Birmingham was one moment in a period of intense movement activity that spanned almost a decade. Although the Supreme Court’s Brown v. Board of Education decision to desegregate schools came down in 1954, the ruling by itself did not ensure justice. In fact, the court’s decision actually engendered more racist backlash in the South, where embattled racists dug in and increased repression of those who stood up to Jim Crow laws. It was only with intensified social movement activity — which produced key breakout moments such as the Montgomery Bus Boycott of 1956, the lunch-counter sit-ins of 1960, the Freedom Rides of 1961, the Birmingham campaign of 1963, and the Selma campaign of 1964 — that politicians were decisively moved to take the necessary steps to dismantle the legal and political foundations of segregation.

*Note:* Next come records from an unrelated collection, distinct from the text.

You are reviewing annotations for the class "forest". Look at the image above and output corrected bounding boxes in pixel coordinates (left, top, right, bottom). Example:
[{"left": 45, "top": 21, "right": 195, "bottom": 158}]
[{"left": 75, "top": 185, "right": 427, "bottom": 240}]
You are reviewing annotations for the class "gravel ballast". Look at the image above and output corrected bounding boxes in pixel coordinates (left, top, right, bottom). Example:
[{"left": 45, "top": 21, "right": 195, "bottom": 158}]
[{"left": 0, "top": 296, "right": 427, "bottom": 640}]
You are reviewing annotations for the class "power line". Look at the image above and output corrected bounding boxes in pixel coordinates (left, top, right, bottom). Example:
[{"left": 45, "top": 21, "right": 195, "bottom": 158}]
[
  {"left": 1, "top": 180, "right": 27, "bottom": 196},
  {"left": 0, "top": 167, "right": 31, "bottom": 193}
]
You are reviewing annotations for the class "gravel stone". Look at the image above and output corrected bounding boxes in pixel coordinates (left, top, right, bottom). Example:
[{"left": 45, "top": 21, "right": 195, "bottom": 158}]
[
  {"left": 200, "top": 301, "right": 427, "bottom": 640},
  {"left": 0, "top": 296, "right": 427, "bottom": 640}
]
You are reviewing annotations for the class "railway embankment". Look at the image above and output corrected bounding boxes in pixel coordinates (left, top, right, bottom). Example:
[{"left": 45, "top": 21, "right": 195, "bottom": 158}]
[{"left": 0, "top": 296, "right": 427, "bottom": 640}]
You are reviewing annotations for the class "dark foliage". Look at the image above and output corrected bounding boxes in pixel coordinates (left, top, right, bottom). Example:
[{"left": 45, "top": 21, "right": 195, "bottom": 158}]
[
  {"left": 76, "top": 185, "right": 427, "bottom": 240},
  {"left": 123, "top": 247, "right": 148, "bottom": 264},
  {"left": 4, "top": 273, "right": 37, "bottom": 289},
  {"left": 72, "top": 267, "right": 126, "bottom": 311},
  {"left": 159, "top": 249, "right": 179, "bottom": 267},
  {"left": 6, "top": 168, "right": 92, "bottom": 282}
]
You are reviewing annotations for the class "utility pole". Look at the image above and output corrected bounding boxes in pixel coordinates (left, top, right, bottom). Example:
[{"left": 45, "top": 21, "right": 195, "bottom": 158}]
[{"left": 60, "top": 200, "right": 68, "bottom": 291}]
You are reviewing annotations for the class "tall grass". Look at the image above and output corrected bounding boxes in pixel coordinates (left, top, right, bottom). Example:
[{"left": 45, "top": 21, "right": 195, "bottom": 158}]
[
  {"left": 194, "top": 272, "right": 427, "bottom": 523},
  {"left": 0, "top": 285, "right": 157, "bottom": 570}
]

Public opinion polling shows us just how impactful movement activity was on shifting the public’s view on racial injustice. The chart below represents over 50 years of polling by Gallup on the importance of racism to the American public. (When respondents mark an issue as the most important issue, this is a strong indication that they would be willing to act on their opinion, through votes, donations, or otherwise.) The spikes, occurring frequently in the years 1954 through 1970, directly map onto peak moments of mass protest movement activity during the Civil Rights era, showing just how much active support can influence popular sentiment.

Although many of the breakthrough campaigns of the Civil Rights movement were local in character, their impact was national. In 1967, King wrote an account that summed up the impact of some of these dramatic movement moments: “Sound effort in a single city such as Birmingham or Selma produced situations that symbolized the evil everywhere and inflamed public opinion against it […]” he argued. “Where the spotlight illuminated the evil, a legislative remedy was soon obtained that applied everywhere.
Shortly before Birmingham, many political experts considered passing substantive civil rights legislation an impossibility, given conditions in the Senate, which was largely controlled by pro-segregation southern delegations. President John F. Kennedy was pragmatically averse to risking support from southern senators and was reluctant to put forward full support for the cause. Yet suddenly, one month after the campaign in Birmingham made international news, Kennedy delivered a fiery address in support of civil rights. This historic about-face ushered in concrete legislation.
As historian Todd Purdum writes, Kennedy “moved forward because events forced his hand.” The years of mass mobilizations that peaked in Birmingham had dramatically changed the terms of Kennedy’s political calculus. Public outrage, amongst both whites and blacks, had shifted so that he risked more by not supporting civil rights than by taking a strong stance.